Adieu, chère et bonne amie, que notre divin Sauveur et sa très sainte Mère vous aient en leur sainte et puissante garde.
Marie.
“Ah, vous expédiez le courrier, princesse, moi j’ai déjà expedié le mien. J’ai écris à ma pauvre mère,”*151 the smiling Mlle Bourienne spoke in a quick, pleasant, juicy little voice, swallowing her r’s and bringing with her into the concentrated, sad, and dreary atmosphere of Princess Marya a completely different, frivolously gay and self-contented world.

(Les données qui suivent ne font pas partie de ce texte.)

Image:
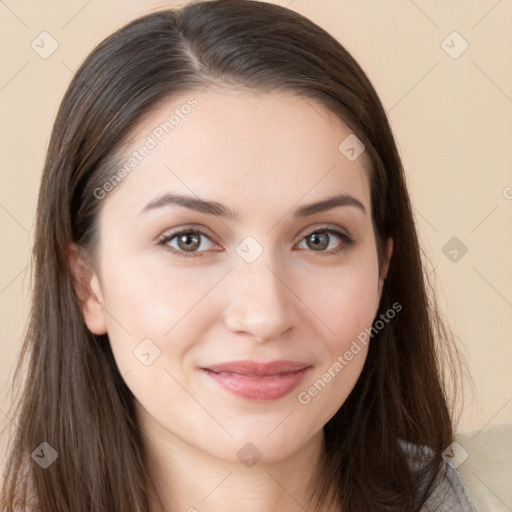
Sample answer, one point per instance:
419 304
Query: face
218 246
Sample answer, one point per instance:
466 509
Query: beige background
452 118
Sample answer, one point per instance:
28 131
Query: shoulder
487 466
450 493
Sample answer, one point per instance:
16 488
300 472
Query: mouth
258 381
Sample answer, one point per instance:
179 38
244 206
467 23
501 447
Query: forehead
242 147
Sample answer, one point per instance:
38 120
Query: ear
384 273
88 290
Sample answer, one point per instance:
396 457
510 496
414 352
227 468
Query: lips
258 381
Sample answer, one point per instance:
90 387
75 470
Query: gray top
451 494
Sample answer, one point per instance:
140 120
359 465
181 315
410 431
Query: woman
230 309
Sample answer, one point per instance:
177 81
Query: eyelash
165 239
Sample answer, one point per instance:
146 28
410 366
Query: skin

“Princesse, il faut que je vous prévienne,” she added, lowering her voice, “le prince a eu une altercation,” she said, deliberately swallowing her r’s and listening to herself with pleasure, “une altercation avec Michel Ivanoff. Il est de très mauvaise humeur, très morose. Soyez prévenue, vous savez…”†152
“Ah, chère amie,” answered Princess Marya, “je vous ai priée de ne jamais me prévenir de l’humeur dans laquelle se trouve mon père. Je ne me permets pas de le juger, et je ne voudrais pas que les autres le fassent.”‡153
The princess glanced at her watch and noticing that she was already five minutes late for playing the clavichord, went with a frightened face to the sitting room. According to the established order of the day, between noon and two o’clock the prince rested and the princess played the clavichord.
XXIII
The gray-haired valet sat dozing and listening to the prince’s snoring in the immense study. From the far side of the house, from behind a closed door, came the sounds of a Dusek sonata,45 the difficult passages repeated twenty times.
Just then a carriage and a britzka drove up to the porch, and from the carriage stepped Prince Andrei, who helped his little wife out and allowed her to go ahead. Gray-haired Tikhon, in a wig, stuck himself out the door of the waiting room, said in a whisper that the prince was sleeping, and hastily closed the door. Tikhon knew that neither the son’s arrival nor any sort of extraordinary event was to interrupt the order of the day. Prince Andrei evidently knew it as well as Tikhon; he looked at his watch, as if to check whether his father’s habits had changed during the time he had not seen him, and, verifying that they had not, turned to his wife.